Miraculeusement, le château était intact - en dehors de quelques tuiles cassées. Heureusement pour le royaume, Roderick avait été suffisamment orgueilleux pour interdire à ses ombres de détruire « son » château et « sa » ville. Les créatures avaient visiblement fait un peu de zèle dans les rues, mais rien qui ne pouvait être réparé.
Quant à Elsa, bien qu'elle n'aidât pas directement aux travaux de restauration, elle zigzaguait entre les différents chefs de chantier réunis sur la place de la ville, prodiguant ses conseils et utilisant parfois sa glace comme renfort temporaire sur certains bâtiments.
Aodhan, lui, était étrangement le plus à plaindre des quatre. Le pauvre ne pouvait plus faire un pas hors du château sans être interpellé de toutes parts. Les passants tenaient tous à remercier celui qui avait sauvé leur royaume, s'accrochant à son bras pour se faire prendre en photo avec lui, ou pour le traîner devant un peintre qui voulait être le premier à faire son portrait. Le jeune homme, un peu gêné par l'attention qu'il recevait, trouvait toujours une excuse pour prendre congé et rejoindre Elsa sur la place. Cette dernière le regardait toujours arriver avec un petit rire.
- Voici la célébrité d'Arendelle, ne pouvait-elle s'empêcher de lui dire lorsqu'il se postait à ses côtés.
Pour toute réponse, Aodhan lui tirait la langue.
Ce soir-là, alors que les ouvriers rangeaient leurs outils après les derniers travaux de la journée, les portes du château s'ouvrirent sur un tout autre spectacle. Anna avait organisé un fabuleux banquet pour célébrer la libération d'Arendelle et la fin imminente des travaux. Anna avait revêtu sa plus belle robe de bal aux couleurs du royaume et se tenait sur le palier du château pour accueillir les convives. Même Kristoff avait dû se plier aux exigences et porter une tenue de soirée, qui lui donnait l'impression d'étouffer et l'empêchait de tourner la tête. Il se contentait de saluer les invités de sa main libre, son autre bras servant de perchoir à sa fiancée.
- Ooooh, de la neige ! s'écria un enfant dans la foule.
Anna tourna vivement la tête en direction de la cour et constata avec émerveillement qu'en effet, les premiers flocons de l'hiver étaient en train de tomber.
Laissant complètement tomber le bras de Kristoff et les visiteurs, elle dévala les quelques marches en direction de la cour intérieure du château. Avec un enthousiasme proche de celui des enfants qui l'imitaient, elle tournoyait tout autour de la fontaine centrale, observant les flocons qui flottaient sur Arendelle.

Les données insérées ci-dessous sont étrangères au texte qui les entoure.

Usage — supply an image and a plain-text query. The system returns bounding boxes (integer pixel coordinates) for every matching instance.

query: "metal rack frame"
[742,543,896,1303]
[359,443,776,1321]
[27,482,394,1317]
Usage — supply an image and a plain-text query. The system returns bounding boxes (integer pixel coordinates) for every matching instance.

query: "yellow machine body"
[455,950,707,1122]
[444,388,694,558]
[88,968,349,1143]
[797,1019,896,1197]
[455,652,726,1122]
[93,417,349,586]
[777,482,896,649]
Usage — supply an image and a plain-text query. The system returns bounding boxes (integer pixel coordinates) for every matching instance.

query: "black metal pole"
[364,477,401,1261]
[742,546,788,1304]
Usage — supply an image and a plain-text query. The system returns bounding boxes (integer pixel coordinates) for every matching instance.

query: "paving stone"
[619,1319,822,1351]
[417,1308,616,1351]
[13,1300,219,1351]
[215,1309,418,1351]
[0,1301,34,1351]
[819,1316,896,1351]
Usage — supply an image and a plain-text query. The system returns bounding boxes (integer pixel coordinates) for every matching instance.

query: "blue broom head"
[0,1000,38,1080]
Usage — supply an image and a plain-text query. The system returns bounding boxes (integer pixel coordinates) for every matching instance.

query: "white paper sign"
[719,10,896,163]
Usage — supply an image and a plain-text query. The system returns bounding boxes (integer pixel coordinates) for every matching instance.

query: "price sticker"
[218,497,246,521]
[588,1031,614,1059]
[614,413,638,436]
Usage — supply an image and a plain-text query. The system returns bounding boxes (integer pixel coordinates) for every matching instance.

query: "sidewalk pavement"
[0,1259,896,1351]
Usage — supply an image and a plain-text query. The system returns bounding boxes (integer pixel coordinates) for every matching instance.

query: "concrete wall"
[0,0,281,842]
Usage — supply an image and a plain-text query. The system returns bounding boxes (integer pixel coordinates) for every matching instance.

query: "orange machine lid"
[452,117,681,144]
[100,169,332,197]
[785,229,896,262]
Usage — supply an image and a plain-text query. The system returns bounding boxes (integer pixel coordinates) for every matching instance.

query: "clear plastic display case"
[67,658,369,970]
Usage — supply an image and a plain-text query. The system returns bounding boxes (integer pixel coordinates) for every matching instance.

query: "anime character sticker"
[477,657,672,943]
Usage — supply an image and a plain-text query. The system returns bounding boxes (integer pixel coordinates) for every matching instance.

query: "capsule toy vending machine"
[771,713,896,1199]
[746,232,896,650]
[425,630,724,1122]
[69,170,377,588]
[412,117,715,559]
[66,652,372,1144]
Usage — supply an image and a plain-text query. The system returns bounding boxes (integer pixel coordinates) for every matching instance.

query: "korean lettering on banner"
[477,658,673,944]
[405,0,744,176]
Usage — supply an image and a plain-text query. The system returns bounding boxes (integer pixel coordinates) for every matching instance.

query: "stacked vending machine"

Son rire était contagieux et les invités s'étaient tous arrêtés pour observer avec affection leur reine danser seule, les yeux fermés et un sourire accroché aux lèvres. Les pans de sa robe et de sa cape ondulaient gracieusement à chacun de ses mouvements, emportant quelques flocons sur son passage.
L'instant avait quelque chose de féérique, comme si le monde entier s'était arrêté pour contempler cette scène, où la magie de l'hiver se mêlait à la joie des habitants d'Arendelle incarnée dans la jeune reine. Sa joie était rayonnante et éclatante, et lorsqu'ils rentrèrent tous dans le château, les convives ne pouvaient s'empêcher de sourire.
Le grand hall du château grouillait désormais de toutes gens qui s'étaient apprêtés pour l'occasion, les domestiques allaient et venaient en proposant des petits fours et des coupelles de champagne aux convives.
Mais le plus impressionnant était la métamorphose de la salle du trône. Ce dernier avait disparu le temps de la soirée, et sur son estrade se trouvait désormais un petit orchestre qui jouait une harmonie dansante et mélodieuse. La pièce était noire de monde, des guirlandes de crocus dorés - le blason d'Arendelle - et de rubans multicolores ornaient les murs ou tombaient en cascade entre chaque pilier. De chaque côté de la pièce se trouvaient de longues tables chargées de mets délicieux.
Les invités affluaient dans la salle, vêtus de leurs plus beaux atours pour l'occasion, échangeant des salutations joyeuses et des nouvelles de la journée. La musique résonnait gaiement entre les murs et tout le monde dansait depuis une bonne heure.
Parmi eux, Aodhan tentait de se frayer un chemin dans la foule, qui formait un cercle et applaudissait en rythme tout en regardant Anna et Kristoff danser en son centre. Le jeune homme avait troqué son manteau habituel pour un costume élégant, bien que le veston ait conservé la couleur rouge vin. Il saluait les quelques personnes qui le reconnaissaient avec un sourire timide, et ses yeux s'illuminèrent lorsqu'il reconnut au loin la chevelure de la personne qu'il cherchait.
- M'accorderiez-vous cette danse, ô grand esprit de la forêt ? murmura-t-il à son oreille en parvenant à se glisser dans son dos.
Elsa sursauta et se tourna vers lui, un large sourire aux lèvres.
- Pardonnez-moi, grand sauveur d'Arendelle, mais je n'aime pas danser, répondit-elle sur le même ton amusé.
Ils s'observèrent d'un œil malicieux pendant quelques secondes avant d'éclater de rire.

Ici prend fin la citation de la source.